- Born: 31 January 1882 Castelfranco Emilia, Kingdom of Italy
- Died: 20 December 1958 (aged 76) Rome, Italy
- Allegiance: Kingdom of Italy
- Branch: Royal Italian Army
- Service years: 1899–1945
- Rank: Lieutenant General
- Commands: 1st Regiment "Granatieri di Sardegna" 6th Infantry Brigade 6th Infantry Division "Cuneo"
- Conflicts: Italo-Turkish War; World War I Battles of the Isonzo; Battle of Asiago; ; World War II Battle of the Western Alps; Greco-Italian War; ;
- Awards: Silver Medal of Military Valor (three times); Bronze Medal of Military Valor; War Merit Cross; Military Order of Savoy; Croix de guerre 1914-1918;

= Carlo Melotti =

Italian military personnel

Carlo Melotti (Castelfranco Emilia, 31 January 1882 - Rome, 20 December 1958) was an Italian general during World War II.

==Biography==

He was born on January 31, 1882, in Castelfranco Emilia, in the province of Modena. After enlisting in the Royal Italian Army, he trained as sergeant from 30 December 1899 to 29 June 1901 and was assigned to the 1st Regiment "Granatieri di Sardegna". Between 1903 and 7 September 1905 he attended the Royal Military Academy of Infantry and Cavalry in Modena, graduating with the rank of infantry second lieutenant, assigned to the 2nd Regiment "Granatieri di Sardegna". At his own request, on 9 April 1908 he was transferred to the Royal Corps of Colonial Troops of Eritrea, being assigned to the 3rd Colonial Battalion. Returning to Italy on 13 September 1908, he was promoted to lieutenant and transferred back to the 3rd Battalion of the 2nd "Grenadiers of Sardinia" Regiment, with which he served in Tripolitania during the Italo-Turkish War, remaining there from 28 October 1911 to 24 April 1912.
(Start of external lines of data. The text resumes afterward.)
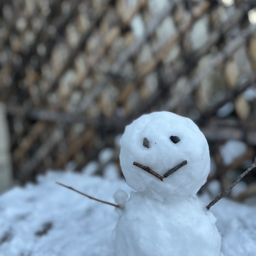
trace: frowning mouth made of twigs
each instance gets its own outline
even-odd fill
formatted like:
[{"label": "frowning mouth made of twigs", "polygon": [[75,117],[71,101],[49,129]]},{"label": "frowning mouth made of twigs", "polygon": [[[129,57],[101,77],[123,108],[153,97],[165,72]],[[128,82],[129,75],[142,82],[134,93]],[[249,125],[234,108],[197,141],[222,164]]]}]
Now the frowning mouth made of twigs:
[{"label": "frowning mouth made of twigs", "polygon": [[177,164],[176,166],[170,169],[166,173],[164,174],[163,176],[162,176],[160,174],[159,174],[157,172],[156,172],[154,171],[153,171],[151,168],[148,166],[146,166],[144,165],[142,165],[140,164],[137,163],[136,162],[133,162],[133,165],[135,165],[139,168],[140,168],[144,171],[149,172],[150,174],[152,174],[153,176],[156,177],[158,179],[159,179],[162,181],[164,181],[164,179],[165,178],[167,178],[168,176],[170,176],[171,174],[175,172],[176,171],[178,170],[180,168],[181,168],[184,166],[186,165],[188,163],[188,162],[186,160],[184,160],[182,162],[180,162],[178,164]]}]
After promotion to captain on 31 December 1914, he was assigned to the 1st Regiment "Granatieri di Sardegna" when the Kingdom of Italy entered World War I on 24 May 1915, and participated in the early battles of the Isonzo, where he was wounded in action on 21 August 1915. He later participated in the battle of Monte Cengio as aide-de-camp to General Giuseppe Pennella, commander of the "Granatieri di Sardegna" Brigade, distinguishing himself during the battle of Asiago in May–June 1916. Afterwards he returned to the Isonzo Front, and by the end of 1916 he was among the very few surviving grenadier officers, and had been awarded three silver medals and two bronze medals for military valor as well as two war merit crosses. On 8 July 1917 he was promoted to major, and in August he left again for Tripolitania at the command of the 3rd Battalion of the 1st Grenadiers Regiment. On 18 June 1919 he returned to Italy and in September he was transferred to the Ministry of War for special assignments, being promoted to the rank of lieutenant colonel on 1 September 1920, and then to that of colonel on 1 June 1928.
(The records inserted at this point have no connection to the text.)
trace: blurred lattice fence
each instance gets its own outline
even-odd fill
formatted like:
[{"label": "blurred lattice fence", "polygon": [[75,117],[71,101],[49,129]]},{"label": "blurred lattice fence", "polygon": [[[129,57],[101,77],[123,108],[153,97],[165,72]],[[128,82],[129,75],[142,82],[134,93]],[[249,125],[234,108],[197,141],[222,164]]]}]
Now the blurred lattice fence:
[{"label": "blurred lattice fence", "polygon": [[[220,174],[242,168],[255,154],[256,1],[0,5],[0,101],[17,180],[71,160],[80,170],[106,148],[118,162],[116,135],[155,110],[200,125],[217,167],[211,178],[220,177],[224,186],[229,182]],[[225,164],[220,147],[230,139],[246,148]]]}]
On 1 May 1930 he was appointed commander of the 1st Regiment "Granatieri di Sardegna", and in 1934-1935 he commanded the Italian contingent deployed in the Saar during the 1935 Saar status referendum. He remained in command of the regiment until March 2, 1935, when he was transferred to the command of the Army Corps of Rome. From the following 22 July he was appointed head of the liaison office between the Royal Italian Army and the Volunteer Militia for National Security, and from 8 September 1936 he assumed command of the 6th Infantry Brigade in Milan. After promotion to brigadier general on 1 January 1937, he was appointed deputy commander of the 6th Infantry Division "Legnano" in Milan, a post he left the following July to take on that of deputy commander of the 21st Infantry Division "Granatieri di Sardegna" in Rome. From 12 September 1938 he held the presidency of the Infantry Weapons Inspectorate, and on 19 July 1939 he was promoted to major general.

On 16 November 1939 he assumed command of the 6th Infantry Division "Cuneo", which, after Italy entered the Second World War on June 10, 1940, was heavily engaged in the Battle of the Western Alps, and subsequently on the Greek-Albanian front from 22 December 1940. In July 1941, following the fall of Greece, the Division was transferred to the Cyclades and the Sporades islands for garrison duty, and Melotti established his headquarters in the island of Samos. On January 31, 1942, he was transferred to the Army reserve due to reaching age limits, and was repatriated. On May 26, 1942, he was awarded the honor of Knight of the Military Order of Savoy and promoted to lieutenant general. Following the Armistice of Cassibile he escaped capture by the Germans in Castelfranco Emilia, and reached Allied-controlled territory on 31 July 1944.

After the war he served as President of the National Grenadiers of Sardinia Association (replacing General Ugo Bignami) from 18 December 1945 to 20 December 1958, promoting the construction of a memorial for the soldiers killed during the defense of Rome in September 1943 near Porta Capena and another on Monte Cengio honoring the grenadiers killed there during the battle of Asiago. He died suddenly in Rome on December 20, 1958, at the age of 76.